J'avais participé, il y a trois ans, à une grande réflexion au ministère des affaires étrangères sur l'avenir de l'enseignement français à l'étranger. Il avait été décidé, alors, que le ministre de l'éducation nationale rencontrerait régulièrement son homologue des affaires étrangères, qui exerce la tutelle sur l'enseignement français à l'étranger. Mais réunir les deux ministres, c'est presque le Chemin des Dames ! Alors qu'ils devaient se voir deux fois par an, ils se sont réunis une fois sur ce thème, il y a deux ans. J'ai récemment demandé à M. Ayrault s'il comptait bientôt rencontrer sa collègue de l'éducation nationale pour faire le point sur l'état de notre réseau.

Tant que l'éducation nationale n'aura pas pris toute la mesure de ce problème, en instillant un peu d'international dans le national, sans dénaturer pour autant le national, nous rencontrerons des difficultés financières et ferons face à des demandes de « déshomologation » de la part de certains établissements.

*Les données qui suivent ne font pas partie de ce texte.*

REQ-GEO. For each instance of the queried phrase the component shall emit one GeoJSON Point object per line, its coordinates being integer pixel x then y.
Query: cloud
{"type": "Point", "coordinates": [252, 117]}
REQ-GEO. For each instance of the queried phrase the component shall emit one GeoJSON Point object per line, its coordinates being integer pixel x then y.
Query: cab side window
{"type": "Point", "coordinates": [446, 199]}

Mme Mélot m'interroge sur la viabilité d'une solution européenne de financement. Là aussi, le ministère des affaires étrangères a entrepris une réflexion. L'un de nos conseillers consulaires à l'Assemblée des Français de l'étranger planche sur cette question. Mais nous nous heurtons d'ores et déjà à des différences d'appréciation juridique entre États membres de l'Union : les Allemands n'ont pas le même droit que nous ; ils ne s'intéressent pas à leurs compatriotes installés à l'étranger de la même manière que nous. Nous sommes les seuls, avec les Italiens - mais la représentation des Italiens de l'étranger est sur la sellette, puisqu'un référendum risque de la supprimer -, à accompagner vraiment nos communautés nationales à l'étranger. Madame Mélot, votre idée est excellente ; encore faudrait-il que, d'un point de vue juridique, le rapprochement soit possible.

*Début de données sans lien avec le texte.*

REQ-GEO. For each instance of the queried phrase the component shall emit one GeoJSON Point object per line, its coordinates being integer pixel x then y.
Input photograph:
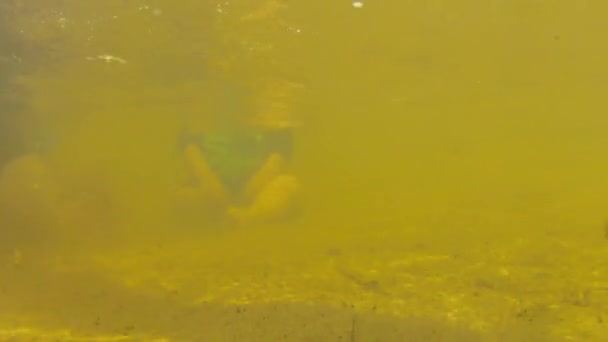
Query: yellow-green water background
{"type": "Point", "coordinates": [452, 156]}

Je partage le point de vue de Jean-Pierre Leleux : ces chutes de crédits auront des effets sur la durée. Les Français qui s'expatrient sont de moins en moins des expatriés d'entreprises ; ils bénéficient de moins en moins de primes à l'expatriation. Les jeunes générations doivent trouver un travail en arrivant sur place et n'ont pas les moyens de scolariser leurs enfants dans nos établissements.

Là encore, je renvoie au rapport de la Cour des comptes. Notre réseau reste attractif, il obtient des résultats remarquables, mais le mode de gouvernance économique est totalement à revoir.

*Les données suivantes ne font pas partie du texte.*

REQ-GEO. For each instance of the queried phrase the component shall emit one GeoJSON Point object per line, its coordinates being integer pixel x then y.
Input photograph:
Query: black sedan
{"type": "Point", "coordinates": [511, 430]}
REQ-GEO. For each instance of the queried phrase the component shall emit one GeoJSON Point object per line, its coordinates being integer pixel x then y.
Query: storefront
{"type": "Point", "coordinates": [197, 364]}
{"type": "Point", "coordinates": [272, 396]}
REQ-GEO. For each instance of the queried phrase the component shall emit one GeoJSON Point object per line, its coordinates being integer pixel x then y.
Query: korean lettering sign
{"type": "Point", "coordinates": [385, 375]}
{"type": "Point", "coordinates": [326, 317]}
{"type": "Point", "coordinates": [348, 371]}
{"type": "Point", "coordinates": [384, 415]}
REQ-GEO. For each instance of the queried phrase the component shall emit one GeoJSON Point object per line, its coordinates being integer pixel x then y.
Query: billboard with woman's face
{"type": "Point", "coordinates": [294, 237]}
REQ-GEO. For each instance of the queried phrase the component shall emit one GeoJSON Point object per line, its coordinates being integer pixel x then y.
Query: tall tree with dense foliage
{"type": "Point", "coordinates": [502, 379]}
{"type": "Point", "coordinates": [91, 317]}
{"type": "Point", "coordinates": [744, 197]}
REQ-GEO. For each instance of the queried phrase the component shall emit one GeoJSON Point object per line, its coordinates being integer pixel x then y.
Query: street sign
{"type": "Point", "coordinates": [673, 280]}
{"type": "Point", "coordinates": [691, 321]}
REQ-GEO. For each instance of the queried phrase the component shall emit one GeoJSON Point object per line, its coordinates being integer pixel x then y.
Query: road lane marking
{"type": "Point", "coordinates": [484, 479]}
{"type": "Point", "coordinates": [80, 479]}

Mme Françoise Cartron. - Je regrette que nous ayons passé notre journée à discuter de crédits qui ne seront pas examinés en séance. C'est dommage ! Tout ce dialogue aurait mérité de recevoir une expression publique via les délibérations de la représentation nationale.

Mme Catherine Morin-Desailly, présidente. - Le travail effectué par nos rapporteurs et par les membres de la commission sera bien sûr conservé : nous éditons les fascicules budgétaires. Nos échanges sont utiles, même s'il peut apparaître frustrant que la procédure budgétaire ne se poursuive pas.

Nous avons tous l'occasion de nous déplacer à l'étranger, et mesurons bien la pertinence de votre diagnostic, monsieur le rapporteur : des efforts énormes ont déjà effectués, et nous sommes à l'os. Mais un esprit de responsabilité partagée nous anime sur cette question ; c'est pourquoi nous nous apprêtons à émettre un avis favorable aux crédits de cette mission. De vraies réflexions seront menées sur ces sujets, notamment dans le cadre de notre rapport sur la francophonie au XXIe siècle. Il faut proposer des solutions nouvelles ; c'est notre devoir que d'y réfléchir, et l'occasion nous en est donnée.

La commission émet un avis favorable à l'adoption des crédits de la mission « Action extérieure de l'État » du projet de loi de finances pour 2017.